SELECT distribution_channel,
SUM(cancelled) AS total_cancelled,
CONCAT(SUM(cancelled) * 100 /
(SELECT SUM(cancelled) FROM kachi.booking_data), '%') AS cancelled_percentage
FROM
kachi.booking_data
GROUP BY distribution_channel
ORDER BY total_revenue DESC
The query shows us that the Online Travel Agent contributes $14,756,257 with a cancellation rate of 72%, while the Offline Travel Agent contributes $5,943,018 with a cancellation rate of 18%.
You can interact with a dashboard for this project here.
INSIGHTS
Booking patterns show that holidays are the peak booking period, as the months with the most bookings are January and February.

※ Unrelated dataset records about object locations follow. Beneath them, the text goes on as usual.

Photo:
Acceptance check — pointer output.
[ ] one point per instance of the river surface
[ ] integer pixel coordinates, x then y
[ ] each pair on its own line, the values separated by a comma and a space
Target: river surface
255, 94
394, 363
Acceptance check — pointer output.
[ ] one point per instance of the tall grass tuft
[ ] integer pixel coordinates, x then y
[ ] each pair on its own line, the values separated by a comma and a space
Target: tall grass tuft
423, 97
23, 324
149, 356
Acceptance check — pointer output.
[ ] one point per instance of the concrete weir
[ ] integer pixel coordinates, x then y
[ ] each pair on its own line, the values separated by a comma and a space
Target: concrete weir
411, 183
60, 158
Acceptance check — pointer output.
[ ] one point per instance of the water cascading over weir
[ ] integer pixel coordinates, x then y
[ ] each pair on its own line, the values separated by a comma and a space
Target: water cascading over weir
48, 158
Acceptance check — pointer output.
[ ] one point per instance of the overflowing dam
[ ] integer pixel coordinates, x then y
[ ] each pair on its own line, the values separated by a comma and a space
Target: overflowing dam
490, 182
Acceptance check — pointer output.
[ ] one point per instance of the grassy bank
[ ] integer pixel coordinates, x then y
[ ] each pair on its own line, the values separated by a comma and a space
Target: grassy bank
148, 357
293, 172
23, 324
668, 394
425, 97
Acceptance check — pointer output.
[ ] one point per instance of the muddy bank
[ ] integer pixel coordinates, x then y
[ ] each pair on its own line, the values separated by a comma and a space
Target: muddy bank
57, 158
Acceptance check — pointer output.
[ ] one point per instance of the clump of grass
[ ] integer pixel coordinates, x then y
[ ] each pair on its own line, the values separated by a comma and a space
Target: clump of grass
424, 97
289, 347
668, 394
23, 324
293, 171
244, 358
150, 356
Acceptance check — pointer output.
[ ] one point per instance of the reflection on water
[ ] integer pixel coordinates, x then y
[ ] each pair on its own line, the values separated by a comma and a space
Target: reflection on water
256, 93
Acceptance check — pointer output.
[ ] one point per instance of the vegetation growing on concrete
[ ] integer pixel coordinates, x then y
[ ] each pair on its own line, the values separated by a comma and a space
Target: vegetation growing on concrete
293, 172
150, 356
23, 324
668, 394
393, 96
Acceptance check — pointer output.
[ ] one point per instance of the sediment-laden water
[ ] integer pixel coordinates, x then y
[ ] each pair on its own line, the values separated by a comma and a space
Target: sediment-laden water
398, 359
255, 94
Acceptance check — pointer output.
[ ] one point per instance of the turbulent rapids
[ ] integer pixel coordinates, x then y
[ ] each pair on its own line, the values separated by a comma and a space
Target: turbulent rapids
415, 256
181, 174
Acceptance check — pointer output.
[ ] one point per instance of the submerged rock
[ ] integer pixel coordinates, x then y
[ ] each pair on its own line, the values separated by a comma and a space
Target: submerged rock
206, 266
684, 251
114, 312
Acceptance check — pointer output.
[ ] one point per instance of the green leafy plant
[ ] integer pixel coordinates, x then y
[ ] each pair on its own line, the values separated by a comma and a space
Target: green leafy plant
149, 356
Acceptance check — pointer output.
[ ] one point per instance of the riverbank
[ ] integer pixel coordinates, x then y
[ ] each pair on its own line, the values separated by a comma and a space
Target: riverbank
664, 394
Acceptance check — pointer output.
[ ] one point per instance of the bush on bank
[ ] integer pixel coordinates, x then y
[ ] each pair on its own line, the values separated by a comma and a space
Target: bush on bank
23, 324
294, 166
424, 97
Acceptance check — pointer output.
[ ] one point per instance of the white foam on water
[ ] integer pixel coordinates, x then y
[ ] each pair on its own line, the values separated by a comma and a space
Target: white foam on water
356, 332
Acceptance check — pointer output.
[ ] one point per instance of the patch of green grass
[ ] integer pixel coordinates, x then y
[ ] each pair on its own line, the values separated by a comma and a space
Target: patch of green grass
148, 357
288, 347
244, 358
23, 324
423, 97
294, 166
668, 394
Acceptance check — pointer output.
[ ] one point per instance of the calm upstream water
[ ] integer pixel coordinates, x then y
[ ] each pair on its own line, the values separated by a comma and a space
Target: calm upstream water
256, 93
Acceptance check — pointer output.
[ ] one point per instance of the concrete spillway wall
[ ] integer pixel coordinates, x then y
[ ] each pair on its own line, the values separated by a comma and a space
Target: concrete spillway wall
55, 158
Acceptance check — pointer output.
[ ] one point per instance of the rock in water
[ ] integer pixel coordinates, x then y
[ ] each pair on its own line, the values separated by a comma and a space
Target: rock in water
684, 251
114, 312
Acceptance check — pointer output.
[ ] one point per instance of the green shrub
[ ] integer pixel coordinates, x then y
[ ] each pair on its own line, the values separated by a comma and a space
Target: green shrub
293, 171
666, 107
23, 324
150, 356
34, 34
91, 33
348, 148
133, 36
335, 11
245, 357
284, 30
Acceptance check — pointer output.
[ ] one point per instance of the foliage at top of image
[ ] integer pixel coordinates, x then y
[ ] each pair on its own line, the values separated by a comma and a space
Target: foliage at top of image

Portugal has the highest number of bookings and also the highest revenue.
Lead time varies across distribution channels, with Travel Agents (Online and Offline) leading the pack, and Contract Customers exhibiting the highest average lead time.
The Online Travel Agent channel provides 62% of bookings as well as the highest Average Daily Rate.
While contributing significantly to bookings, Transient Customers also recorded the highest revenue loss.
RECOMMENDATION
Offer special promotions, discounts, or packages specifically targeted at non-festive periods to incentivize bookings. This could include discounted room rates, complimentary upgrades, etc.
Explore targeted marketing initiatives to further boost bookings from lucrative regions eg. The United Kingdom.
Tailor services to the preferences of high-lead time segments, such as
Travel Agents, to maximize revenue and minimize cancellations.Implement flexible booking policies that provide guests with peace of mind and confidence when making reservations during uncertain times. Offer options for free cancellations or changes to accommodate changing travel plans.
Forge partnerships with corporate clients or companies in related industries to secure group bookings or corporate retreats during off-peak times. Offer discounted rates or customized packages for corporate clients to encourage repeat business.
CONCLUSION
This analysis aided in uncovering insights about the booking pattern and would help inform operational improvements, increase revenue, and contribute to the group’s overall success in delivering unparalleled hospitality.
The success of these marketing strategies should be tracked through data analytics and adapted based on ongoing insights and feedback from stakeholders.